Bloomberg’s efforts in Maine would not end with the defeat of the 2016 referendum. Since then, his organizations have maintained a presence, often swarming the Maine State House to advocate for gun control measures or attack politicians who will not support their agenda.
On Monday, Bloomberg is coming to Maine to kick-off his state campaign for the Democratic nomination for President of the United States. The visit comes at a time when Bloomberg is flooding television airwaves across the nation with ads as Senator Bernie Sanders, former VP Joe Biden and Senator Elizabeth Warren battle for votes in Iowa and New Hampshire, the first two states to hold Presidential contests. Recent polls have shown Bernie Sanders, a self-described socialist, surging in those early states.
Bloomberg’s play clearly doesn’t rely upon success in the first
two states, but instead appears to be focused on success in the states that
follow. If he finds success among the states that, like Maine, vote in the
Super Tuesday primary, it could damage candidates that are shut out in Iowa in
New Hampshire. That could set up some unusual dynamics for the remaining states
and the national convention.
While Bloomberg has tried to cast himself as a moderate, his anti-gun stance would appear to be at odds with Maine voters. He has also taken criticism from opponents as a late-entry trying to buy the election by spending hundreds of millions of his own money – dramatically outspending his opposition.
Bloomberg has also taken criticism for comments he made about
raising taxes on products he sees as unhealthy. Those taxes, according to the
critics, amount to a tax on poor people. In his defense, Bloomberg said he
thinks that it is okay, and that by raising taxes on things such as sugary
drinks, because “we
want the poor to live longer.”
“Michael Bloomberg was a complete embarrassment as mayor, and he
has brought those same socialist policies with him on the presidential campaign
trail. From his radical stance on the Second Amendment to his attempts to
regulate every detail of Americans’ lives, Mainers have already seen and
rejected what a Bloomberg presidency would mean for them,” said RNC
Spokesperson Nina McLaughlin in a statement about Bloomberg’s visit.

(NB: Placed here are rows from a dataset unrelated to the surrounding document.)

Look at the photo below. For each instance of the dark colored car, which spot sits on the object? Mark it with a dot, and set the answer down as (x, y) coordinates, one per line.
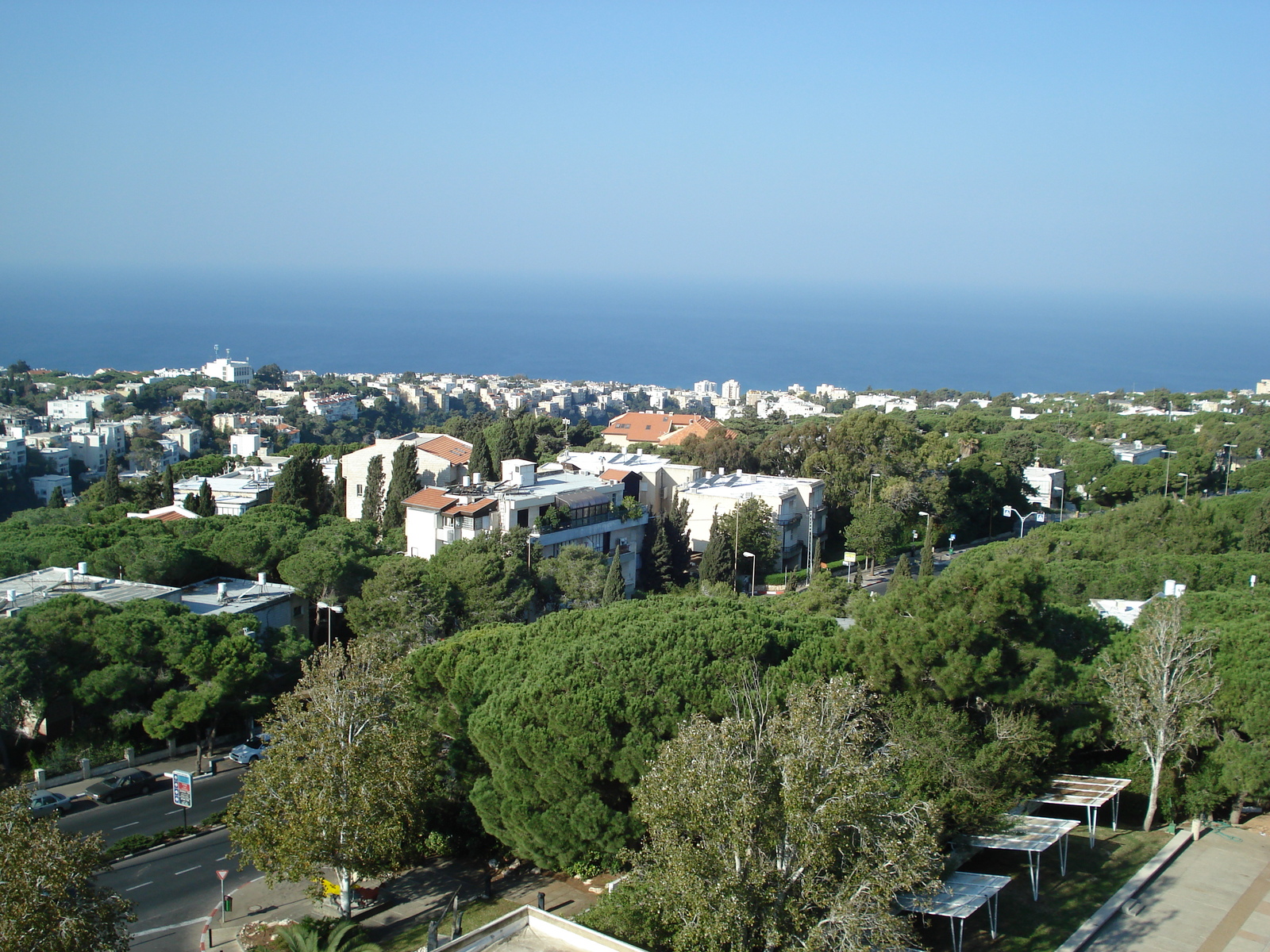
(121, 785)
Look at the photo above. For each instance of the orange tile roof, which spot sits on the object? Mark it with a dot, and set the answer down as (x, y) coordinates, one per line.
(700, 428)
(431, 498)
(647, 427)
(448, 448)
(476, 507)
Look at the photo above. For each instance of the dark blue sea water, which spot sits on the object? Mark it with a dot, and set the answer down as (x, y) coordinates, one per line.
(670, 334)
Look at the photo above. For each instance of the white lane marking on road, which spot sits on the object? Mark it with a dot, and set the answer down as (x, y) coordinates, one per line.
(203, 920)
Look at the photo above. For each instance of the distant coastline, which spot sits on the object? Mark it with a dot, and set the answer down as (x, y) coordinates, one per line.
(671, 336)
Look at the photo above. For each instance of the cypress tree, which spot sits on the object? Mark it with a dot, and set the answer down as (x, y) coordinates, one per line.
(664, 559)
(480, 460)
(372, 499)
(508, 443)
(111, 490)
(206, 501)
(404, 482)
(615, 585)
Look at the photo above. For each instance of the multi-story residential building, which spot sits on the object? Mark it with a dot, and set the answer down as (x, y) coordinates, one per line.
(337, 406)
(188, 438)
(440, 461)
(1048, 486)
(229, 371)
(653, 480)
(558, 508)
(70, 410)
(44, 486)
(645, 427)
(797, 505)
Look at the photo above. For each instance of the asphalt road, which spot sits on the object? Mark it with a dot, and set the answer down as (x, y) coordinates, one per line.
(152, 812)
(175, 890)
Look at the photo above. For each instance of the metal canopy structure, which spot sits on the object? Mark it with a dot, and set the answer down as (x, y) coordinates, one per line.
(1032, 835)
(1090, 793)
(959, 898)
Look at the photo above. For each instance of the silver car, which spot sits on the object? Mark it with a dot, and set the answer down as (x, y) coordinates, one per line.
(46, 803)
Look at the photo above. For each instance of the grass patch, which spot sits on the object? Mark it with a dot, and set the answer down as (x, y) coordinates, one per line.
(1092, 877)
(475, 914)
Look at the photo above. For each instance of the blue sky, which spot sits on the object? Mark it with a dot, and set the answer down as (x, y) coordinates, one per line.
(1086, 148)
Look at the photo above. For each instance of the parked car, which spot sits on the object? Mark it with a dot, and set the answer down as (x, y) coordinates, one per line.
(253, 749)
(46, 803)
(121, 785)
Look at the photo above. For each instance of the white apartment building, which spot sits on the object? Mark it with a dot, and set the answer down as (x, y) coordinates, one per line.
(797, 505)
(440, 460)
(337, 406)
(651, 479)
(1048, 486)
(229, 371)
(44, 486)
(437, 517)
(70, 409)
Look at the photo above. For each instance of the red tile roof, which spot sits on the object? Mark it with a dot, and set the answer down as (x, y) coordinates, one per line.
(700, 428)
(431, 498)
(448, 448)
(647, 427)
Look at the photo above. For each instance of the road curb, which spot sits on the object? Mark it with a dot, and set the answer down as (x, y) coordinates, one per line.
(168, 843)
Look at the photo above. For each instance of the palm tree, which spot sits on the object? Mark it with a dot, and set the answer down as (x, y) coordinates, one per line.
(308, 937)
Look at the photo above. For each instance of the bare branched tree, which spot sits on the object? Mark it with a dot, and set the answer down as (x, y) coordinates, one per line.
(1161, 695)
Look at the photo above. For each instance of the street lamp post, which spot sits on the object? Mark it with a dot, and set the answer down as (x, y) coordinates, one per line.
(337, 609)
(1168, 454)
(1022, 520)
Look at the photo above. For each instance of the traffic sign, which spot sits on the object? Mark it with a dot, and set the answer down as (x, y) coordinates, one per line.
(182, 789)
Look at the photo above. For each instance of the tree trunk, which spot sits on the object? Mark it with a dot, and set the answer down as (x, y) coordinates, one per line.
(1237, 812)
(1153, 797)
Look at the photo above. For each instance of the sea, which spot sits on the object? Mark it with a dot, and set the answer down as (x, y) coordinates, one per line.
(658, 333)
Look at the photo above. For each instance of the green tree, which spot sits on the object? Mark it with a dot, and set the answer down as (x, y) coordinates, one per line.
(302, 482)
(403, 484)
(111, 484)
(775, 829)
(206, 501)
(615, 585)
(342, 739)
(372, 498)
(406, 600)
(1161, 693)
(480, 460)
(554, 721)
(51, 901)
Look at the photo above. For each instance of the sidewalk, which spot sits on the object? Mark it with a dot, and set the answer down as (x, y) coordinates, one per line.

Shortly before announcing the visit to Maine, Bloomberg was
endorsed by former Congressman and Democratic gubernatorial candidate Mike
In 2016, Bernie Sanders won the Maine Democratic Party’s Presidential caucuses by a 2-to-1 margin before losing a majority of Maine’s superdelegates at the national convention. In 2019, lawmakers voted to return Maine’s process from a caucus to statewide primary election.